Was this code hand-copied?



  • I can think of no better explanation than the subject line above.  Earlier today, whilst following the directions of some random, helpful programmer, I opened this microsoft kb article (http://support.microsoft.com/kb/147659) with VB code. I was actually surprised at so many obvious errors in a kb article. This thing won't even compile until you fix them.

    (I'd say "see if you can spot the WTFs", but you won't bother. that's fine. I highlighted them for you)

    Considering the purpose of kb articles is to TEACH something to young & budding code artisans, wouldn't it make sense for the code to be correct?

     




  •  Why are you looking at KB articles for VB 5.0?



  • TRWTF is that they have C style macros in VB. Until today, I was blissfully ignorant of this WTFery. So that's TRWTF, and the use of static integers inside a function to count recursion level. And the fact the code can run in Win16. I guess the typos happened because the code was old and the original punch cards were no longer readable by a supported device, so they indeed had to type the whole thing.

    Anyway, it's annoying that MSKB code contains errors indeed.



  •  To be fair, if you have a need to count recursion levels, static variables are the way to do it.



  • @Joeyg said:

    Filed under: I have a need. The need for SPEED.

    You sure it's not the need for clean underwear?



  •  VB pre-.NET is made of WTF.  I mean, honestly, some of that crap makes the other language I use at work (MUMPS) seem sane by comparison. 



  • @Joeyg said:

     To be fair, if you have a need to count recursion levels, static variables are the way to do it.

    Not thread-safe. Although neither was VB5/6 itself, so...



  • @Joeyg said:

    To be fair, if you have a need to count recursion levels, static variables are the way to do it.

    No, (const) parameters are the way to do it. One exception or two threads, and you can kiss your recursion level counter goodbye.



  • @TGV said:

    @Joeyg said:

    To be fair, if you have a need to count recursion levels, static variables are the way to do it.

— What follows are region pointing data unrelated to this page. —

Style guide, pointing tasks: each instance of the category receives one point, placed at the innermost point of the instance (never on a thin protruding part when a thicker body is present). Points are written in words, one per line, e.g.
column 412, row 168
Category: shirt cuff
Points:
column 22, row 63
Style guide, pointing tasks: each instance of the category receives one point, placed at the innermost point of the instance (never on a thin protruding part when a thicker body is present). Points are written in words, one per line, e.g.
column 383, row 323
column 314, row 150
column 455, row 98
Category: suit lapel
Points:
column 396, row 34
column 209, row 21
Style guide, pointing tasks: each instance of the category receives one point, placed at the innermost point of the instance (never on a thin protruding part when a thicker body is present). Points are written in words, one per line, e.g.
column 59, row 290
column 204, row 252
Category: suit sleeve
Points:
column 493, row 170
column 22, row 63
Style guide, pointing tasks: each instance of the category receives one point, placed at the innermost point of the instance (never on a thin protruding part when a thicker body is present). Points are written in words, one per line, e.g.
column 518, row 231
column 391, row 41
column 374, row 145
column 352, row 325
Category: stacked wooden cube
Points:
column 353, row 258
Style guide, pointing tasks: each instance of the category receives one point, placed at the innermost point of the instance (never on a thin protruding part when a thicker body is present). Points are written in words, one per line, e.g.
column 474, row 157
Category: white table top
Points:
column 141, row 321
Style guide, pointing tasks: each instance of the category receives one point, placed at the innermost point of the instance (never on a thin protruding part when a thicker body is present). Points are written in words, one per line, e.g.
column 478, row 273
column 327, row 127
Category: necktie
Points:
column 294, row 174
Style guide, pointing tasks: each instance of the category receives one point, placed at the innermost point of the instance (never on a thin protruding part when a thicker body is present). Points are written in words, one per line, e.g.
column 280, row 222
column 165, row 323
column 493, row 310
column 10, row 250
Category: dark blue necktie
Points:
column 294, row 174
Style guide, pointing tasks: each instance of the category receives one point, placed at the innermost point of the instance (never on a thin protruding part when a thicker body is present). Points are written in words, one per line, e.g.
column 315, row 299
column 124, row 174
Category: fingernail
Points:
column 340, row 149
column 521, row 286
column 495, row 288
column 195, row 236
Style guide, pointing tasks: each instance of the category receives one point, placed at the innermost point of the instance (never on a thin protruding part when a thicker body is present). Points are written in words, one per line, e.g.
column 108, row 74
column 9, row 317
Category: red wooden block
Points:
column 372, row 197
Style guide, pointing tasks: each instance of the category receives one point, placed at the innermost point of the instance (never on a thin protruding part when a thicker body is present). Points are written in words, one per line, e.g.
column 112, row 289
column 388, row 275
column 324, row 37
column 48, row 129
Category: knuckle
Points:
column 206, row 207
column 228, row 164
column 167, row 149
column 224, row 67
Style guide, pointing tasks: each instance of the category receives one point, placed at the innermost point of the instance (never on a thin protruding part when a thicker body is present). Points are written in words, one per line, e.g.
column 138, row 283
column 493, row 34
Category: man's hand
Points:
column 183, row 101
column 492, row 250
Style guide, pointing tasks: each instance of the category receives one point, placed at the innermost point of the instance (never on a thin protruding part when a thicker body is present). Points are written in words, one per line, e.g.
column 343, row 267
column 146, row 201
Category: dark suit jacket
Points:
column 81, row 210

    No, (const) parameters are the way to do it. One exception or two threads, and you can kiss your recursion level counter goodbye.

     

     This is VB 5.0! If you've got multiple threads or exceptions, you're doing it wrong!



  •  My point was actually that if you need to count recursion levels (aside from debugging code), you're likely a small child or possibly a gorilla. And neither of them use threads or exceptions.